In the organization’s eight-year existence, they have worked with thousands of female victims and they say 100% have been victims of child sexual abuse and most kept it a secret, continuing to believe that their body is their only value to the world.
Getting schools to talk about trafficking was a challenge according to Valerie Ellery. Florida Department of Education’s new Human Trafficking Education Specialist. She said they were worried about fear-mongering. To her, it was important to get the message out that trafficking is more common than we may think. Ignoring it won’t make it go away.
“Trafficking can occur with anybody for anybody,” said Ellery. “We need to be aware and know what are the indicators that the perpetrators are using.”
The messy link between sex trafficking and pornography
Raising awareness about the realities of sex trafficking is what we are all about. We love hearing about new tools like the West Virginia University app that will train and educate people who work with children or new policies trying to help kids know what’s appropriate and what could be dangerous red flags.
If these new methods can prevent one child from being trafficked or rescue one victim early, it’s worth it.
In case you missed it, pornography was listed as one of the ways minors are regularly abused and sex trafficked. Often pornography is used as advertising by displaying what the victim is available for. One survey of sex trafficking victims revealed 63 percent of them had been advertised online.
Related: “TraffickCam”: This App Helps You Fight Sex Trafficking While You Travel
Additionally, pornography is used as a grooming method. Traffickers show victims porn to desensitize the victim—sometimes an underage child—to the acts they would be subjected to.
This all may seem so far away or unrelatable if you’ve never come in contact with a sex trafficking survivor or experienced it yourself. But let’s not forget that the links between sex trafficking and pornography reach every one of us no matter where we are or if we have been victimized.
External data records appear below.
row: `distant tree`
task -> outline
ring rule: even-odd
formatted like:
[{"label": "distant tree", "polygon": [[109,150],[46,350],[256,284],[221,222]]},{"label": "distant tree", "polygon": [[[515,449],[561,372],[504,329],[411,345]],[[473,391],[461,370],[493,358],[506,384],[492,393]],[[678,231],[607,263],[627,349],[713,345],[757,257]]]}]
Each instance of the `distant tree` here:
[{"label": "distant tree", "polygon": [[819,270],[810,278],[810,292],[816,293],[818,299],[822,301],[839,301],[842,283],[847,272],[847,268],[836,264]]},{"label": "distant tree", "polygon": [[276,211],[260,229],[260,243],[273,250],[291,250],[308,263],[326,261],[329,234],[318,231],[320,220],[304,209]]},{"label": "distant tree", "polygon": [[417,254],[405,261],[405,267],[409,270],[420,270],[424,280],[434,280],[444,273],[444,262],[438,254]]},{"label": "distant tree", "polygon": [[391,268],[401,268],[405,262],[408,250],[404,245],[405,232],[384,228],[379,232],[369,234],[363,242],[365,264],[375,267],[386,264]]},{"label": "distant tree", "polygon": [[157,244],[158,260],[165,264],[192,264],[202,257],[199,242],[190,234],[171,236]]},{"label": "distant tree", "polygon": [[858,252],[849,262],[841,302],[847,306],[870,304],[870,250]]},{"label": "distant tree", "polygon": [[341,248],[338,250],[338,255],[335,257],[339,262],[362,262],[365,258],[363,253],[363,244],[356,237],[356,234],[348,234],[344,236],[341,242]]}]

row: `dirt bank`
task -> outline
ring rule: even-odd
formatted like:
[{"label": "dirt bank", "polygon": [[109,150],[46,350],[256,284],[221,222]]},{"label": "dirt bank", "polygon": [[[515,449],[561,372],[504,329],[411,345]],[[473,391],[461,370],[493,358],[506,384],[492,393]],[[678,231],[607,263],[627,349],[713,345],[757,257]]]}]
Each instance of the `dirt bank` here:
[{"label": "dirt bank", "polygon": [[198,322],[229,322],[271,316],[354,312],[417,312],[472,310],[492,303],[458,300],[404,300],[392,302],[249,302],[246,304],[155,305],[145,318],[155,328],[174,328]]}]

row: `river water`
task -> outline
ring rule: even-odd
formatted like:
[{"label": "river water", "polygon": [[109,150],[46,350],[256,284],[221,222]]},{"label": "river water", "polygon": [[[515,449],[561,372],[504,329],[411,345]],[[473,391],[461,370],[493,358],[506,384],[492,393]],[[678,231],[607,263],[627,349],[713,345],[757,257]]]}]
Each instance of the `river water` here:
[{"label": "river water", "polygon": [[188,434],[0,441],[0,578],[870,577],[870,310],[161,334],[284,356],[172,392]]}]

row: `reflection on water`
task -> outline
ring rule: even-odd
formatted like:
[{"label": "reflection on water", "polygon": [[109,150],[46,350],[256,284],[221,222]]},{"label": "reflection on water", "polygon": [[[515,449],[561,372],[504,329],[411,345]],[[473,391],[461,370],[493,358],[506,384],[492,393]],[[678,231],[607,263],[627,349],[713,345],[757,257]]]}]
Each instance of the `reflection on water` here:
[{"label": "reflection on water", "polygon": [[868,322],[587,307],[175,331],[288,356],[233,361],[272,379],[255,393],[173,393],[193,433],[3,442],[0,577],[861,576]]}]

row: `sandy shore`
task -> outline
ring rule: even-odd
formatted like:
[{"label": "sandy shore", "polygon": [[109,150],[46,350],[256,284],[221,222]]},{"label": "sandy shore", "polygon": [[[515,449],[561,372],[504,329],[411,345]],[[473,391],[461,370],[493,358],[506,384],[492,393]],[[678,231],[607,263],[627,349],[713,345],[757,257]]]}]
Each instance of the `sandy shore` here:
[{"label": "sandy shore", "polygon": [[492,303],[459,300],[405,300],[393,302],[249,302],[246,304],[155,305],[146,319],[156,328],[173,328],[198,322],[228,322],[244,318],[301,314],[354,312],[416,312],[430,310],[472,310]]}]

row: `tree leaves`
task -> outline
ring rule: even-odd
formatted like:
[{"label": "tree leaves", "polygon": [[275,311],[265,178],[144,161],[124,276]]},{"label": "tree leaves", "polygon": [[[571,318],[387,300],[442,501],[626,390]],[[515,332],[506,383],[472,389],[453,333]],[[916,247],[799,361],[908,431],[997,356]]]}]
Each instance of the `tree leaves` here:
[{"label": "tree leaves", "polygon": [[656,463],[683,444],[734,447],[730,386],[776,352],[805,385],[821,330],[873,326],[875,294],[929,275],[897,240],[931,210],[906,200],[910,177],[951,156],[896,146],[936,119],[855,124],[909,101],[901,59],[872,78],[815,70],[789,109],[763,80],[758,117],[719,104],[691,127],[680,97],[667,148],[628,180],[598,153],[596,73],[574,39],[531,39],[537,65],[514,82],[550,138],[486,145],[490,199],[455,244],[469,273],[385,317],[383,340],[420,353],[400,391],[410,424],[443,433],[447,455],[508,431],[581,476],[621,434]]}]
What you watch matters. Every click on porn reinforces the profitability of the industry, which can ultimately drive demand for sex traffickers to make money by selling videos of their victims online.
Dr. Karen Countryman-Roswurm, Founding Executive Director at Center for Combating Human Trafficking at Wichita State University, explains what we mean:
“The images that occur within pornography actually encourage, promote, and normalize that people want violence during sex…. Pornography absolutely perpetuates abuse. It perpetuates human trafficking. It dehumanizes people.”
What will you do today to stop the demand for sexual exploitation?